The term mazer derives from the Middle High-German ‘mase’ or Old High German ‘másá’ meaning ‘spot’ alluding to the use of bird’s-eye maple for the bowl. The bowls were usually shallow, the finer examples with mounts of precious metal. A number were further embellished in the centre with an ornamental boss or print, sometimes referred to as a frounce in early documents. The boss could be engraved with the sacred initials IHS or with a multitude of heraldic devices or symbols relating to the foundation or individual to which they belonged. The boss of the Elizabeth Wood Mazer-Bowl is rare as it retains some of its translucent enamel decoration. The device it depicts is thought to be a pomegranate, which symbolised resurrection with its classical association to Proserpina and her return from the Underworld.
As noted above the form of the mazer-bowl developed from the late 13th century onwards. A study of monastic records and wills by W.
H. St. John Hope in his exhaustive study of the form ‘On the English Medieval Drinking Bowls called Mazers’, a paper first read at the
Society of Antiquaries in 1886, (Archaeologia, 1887, vol. 50, pp. 129-193), provides a survey of their use and distribution. He noted that monastery of Christ Church, Canterbury possessed 182 mazers in 1328, similarly Battle Abbey’s inventory of 1437 records 32. Many of these mazerbowls were listed by name - St. John Hope cites examples such as ‘Bygge’, Pylegrym’, ‘Austyn’ and ‘Hare’, presumably relating to either the donor, the inscription on the mount or the ornamental boss in the centre of the bowl. Hope lists many examples recorded in wills from the mid 14th century onwards.
Although mazer-bowls can be found as late as the early 17th century the numbers found in wills and inventories begin to decline by the mid 16th century. Philippa Glanville in the chapter on mazer-bowls in her exhaustive study of the silver of the period, Silver in Tudor and Early Stuart England, London, 1990, pp. 225-233, attributes this to the increasing fashion amongst the aristocracy and the court to favour wine over beer. She notes the absence of mazer-bowls in noblemen’s inventories of the period and the decline of examples listed in wills of the time. Those that have survived were often retained as relics of their owners in livery companies, civic corporations or churches. Many were used in annual ceremonies, their archaic form lending a sense of history and continuity to the proceedings. Such an example is the mazer-bowl St. John Hope records as being owned by King Edward VI’s Almshouses in Safron Walden.
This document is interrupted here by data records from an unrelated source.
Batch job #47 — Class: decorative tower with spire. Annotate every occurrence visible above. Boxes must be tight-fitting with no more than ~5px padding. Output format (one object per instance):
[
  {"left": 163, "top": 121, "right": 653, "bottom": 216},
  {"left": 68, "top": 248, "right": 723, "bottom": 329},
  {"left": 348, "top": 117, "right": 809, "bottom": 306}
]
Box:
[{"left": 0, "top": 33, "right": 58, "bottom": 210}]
An historical relic by the mid 17th century when the celebrated diarist Samuel Pepys drank from it, recorded in his diary entry for 27 February 1659/60.
‘…my landlord carried us through a very old hospital or almshouse, where forty poor people was maintained…They brought me a draught of their drink in a brown bowl tipt with silver, which I drank of, and at the bottom was a picture of the Virgin and the child in her arms, done in silver.’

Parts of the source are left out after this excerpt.